More than 2,000 studies show a consensus among leading global scientific and health organizations – from the American Medical Association to the World Health Organization – that GMO ingredients are safe for human consumption and can have a positive environmental impact. For agriculture, it can mean an effective way to produce crops with less water, less pesticides and other chemicals and more sustainable farming. That being said, consumer trust in GMO ingredients is still uncertain in many quarters. The food and agriculture industry needs to do a much better job explaining these issues thoughtfully. To some degree the GMO issue has become an ideological argument, not a substantive debate. I believe GMO food is safe to eat, but out of concern for those who strongly disagree, we ought to have a uniform federal standard of GMO labeling to provide consumers who wish to buy GMO free foods with trustworthy and uniform information.

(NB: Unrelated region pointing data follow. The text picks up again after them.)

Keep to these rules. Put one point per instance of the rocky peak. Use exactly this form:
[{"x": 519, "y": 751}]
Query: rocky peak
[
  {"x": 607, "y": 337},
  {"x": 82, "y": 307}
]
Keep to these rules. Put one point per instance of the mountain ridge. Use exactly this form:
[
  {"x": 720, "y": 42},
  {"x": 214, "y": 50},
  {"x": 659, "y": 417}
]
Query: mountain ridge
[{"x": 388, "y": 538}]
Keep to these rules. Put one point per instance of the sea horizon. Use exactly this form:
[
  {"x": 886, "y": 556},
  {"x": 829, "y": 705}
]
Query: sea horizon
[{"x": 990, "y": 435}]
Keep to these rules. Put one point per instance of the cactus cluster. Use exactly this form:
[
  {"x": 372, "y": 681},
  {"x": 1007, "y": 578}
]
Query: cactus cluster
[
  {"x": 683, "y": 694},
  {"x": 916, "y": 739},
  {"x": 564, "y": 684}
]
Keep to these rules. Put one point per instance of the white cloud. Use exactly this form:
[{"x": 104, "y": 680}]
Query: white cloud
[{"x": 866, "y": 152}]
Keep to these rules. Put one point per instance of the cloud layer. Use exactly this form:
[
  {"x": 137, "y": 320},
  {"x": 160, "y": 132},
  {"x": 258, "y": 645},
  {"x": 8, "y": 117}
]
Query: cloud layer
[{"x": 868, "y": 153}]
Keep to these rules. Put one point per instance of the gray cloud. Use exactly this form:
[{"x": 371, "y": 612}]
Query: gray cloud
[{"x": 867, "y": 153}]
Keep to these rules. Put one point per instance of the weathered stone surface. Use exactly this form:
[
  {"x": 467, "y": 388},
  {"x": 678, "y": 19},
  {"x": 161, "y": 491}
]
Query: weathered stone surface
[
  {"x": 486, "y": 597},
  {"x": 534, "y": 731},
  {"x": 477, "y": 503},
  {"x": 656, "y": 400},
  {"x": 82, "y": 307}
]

Consumers have a right to an abundant, affordable, and nutritious supply of food, the peace of mind that the food is safe, and an understanding of how it gets from the farm to their table. USDA’s efforts to develop a voluntary certification and labeling regime for foods that do not contain GMOs will be extremely helpful. Congress as well can enact legislation that creates a uniform national solution, preferably with a voluntary certification process. Both these regulatory and legislative actions can build consumer trust in our nation’s food supply and protects farmers’ need to innovate and produce food safely and sustainably.

Glickman served as Secretary of Agriculture under President Bill ClintonWilliam (Bill) Jefferson ClintonObama calls on governments to 'do their part' in increasing global vaccine supply China's emissions now eclipse the developed world — preventing climate protection Trump endorses Glenn Youngkin in Virginia governors race MORE from 1995 to 2001. He is currently executive director of the Congressional program at the Aspen Institute.